It is pretty difficult for a Catholic bishop to achieve obscurity, but our Auxiliary Bishop Leo J. Steck is unknown to most Utah Catholics. I suggest there are two reasons for that obscurity: He died before he could become the Ordinary, and he only served as Auxiliary for two years, from 1948 to 1950. Let me introduce him to you a little more fully.
With the exception of his brief sojourn in Utah, Bishop Steck was a lifelong resident of St. Louis, Mo. Born on Aug. 30, 1898, Leo was the youngest of three sons of George and Mathilda Steck. While not yet out of his teens, Leo suffered two family deaths: his father, who died of pneumonia; and his brother Raymond, who succumbed to a ruptured appendix. His oldest brother Al, a brass finisher, became the family breadwinner.
The Stecks lived in a German-American neighborhood where instruction in the schools was given in German in the morning and English in the afternoon. Leo seemed to be destined for the priesthood from an early age: After graduating from the eighth grade in St. Augustine parish school, he enrolled in seminary and was ordained on June 8, 1924. His early assignments included a convent chaplaincy, teaching at the Cathedral Latin School, and overseeing support services for rural parishes. He was pastor of St. Gabriel Parish in St. Louis when he was named Auxiliary Bishop of Salt Lake City. Bishop Duane G. Hunt of Salt Lake City had suffered from deteriorating eyesight for years, and it was thought that he would retire as soon as he could turn the diocese over to Bishop Steck.
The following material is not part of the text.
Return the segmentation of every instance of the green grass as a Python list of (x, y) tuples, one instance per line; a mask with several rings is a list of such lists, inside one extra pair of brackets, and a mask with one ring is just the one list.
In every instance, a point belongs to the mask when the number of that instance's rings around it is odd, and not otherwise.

The new bishop hit the ground running in Salt Lake City. He seemed ideally suited to the far-flung diocese because of his experience dealing with rural parishes in Missouri. He made plans to visit the rural Utah parishes and made plans to raise funds throughout the rest of the country to support them. As part of that effort, he drew up an ill-fated leaflet called “A Foreign Mission Close to Home,” which he could pass out to potential donors in the eastern states, explaining the needs of the diocese. Unfortunately, it featured a map of the United States that showed Utah in black, which some Mormons, into whose hands the leaflet fell, misinterpreted as indicating that Utah was lost in sin and in need of conversion. It took Bishop Hunt some effort, in meeting with Mormon leaders, to explain that that was not Bishop Steck’s intention.
Despite that unforeseen glitch, the fundraising trip got off to a very promising start. A carefully kept account book in the Steck papers indicates that he was raising thousands of dollars, almost all in amounts of less than $5 or $10.
But the trip came to a tragic end. The bishop’s health had been precarious since he had contracted tuberculosis in seminary, and the rigors of travel and fundraising led to a stroke once he had reached his hometown of St. Louis. He died on June 19, 1950, barely two years after his episcopal consecration.
From all indications, had he lived to succeed Bishop Hunt he would have been an energetic, loving and compassionate bishop. His nephew Jim, an insurance broker in St. Louis from whom our diocesan archives received most of our Steck materials, remembers that when Uncle Leo would visit, his trouser pockets would always be full of loose change, which would spill out onto the couch when he sat down and which then became free pickings for the kids. A bishop with both a great vision for the diocese and the common touch as well; we could have done much worse.
Gary Topping is the Diocese of Salt Lake City archivist.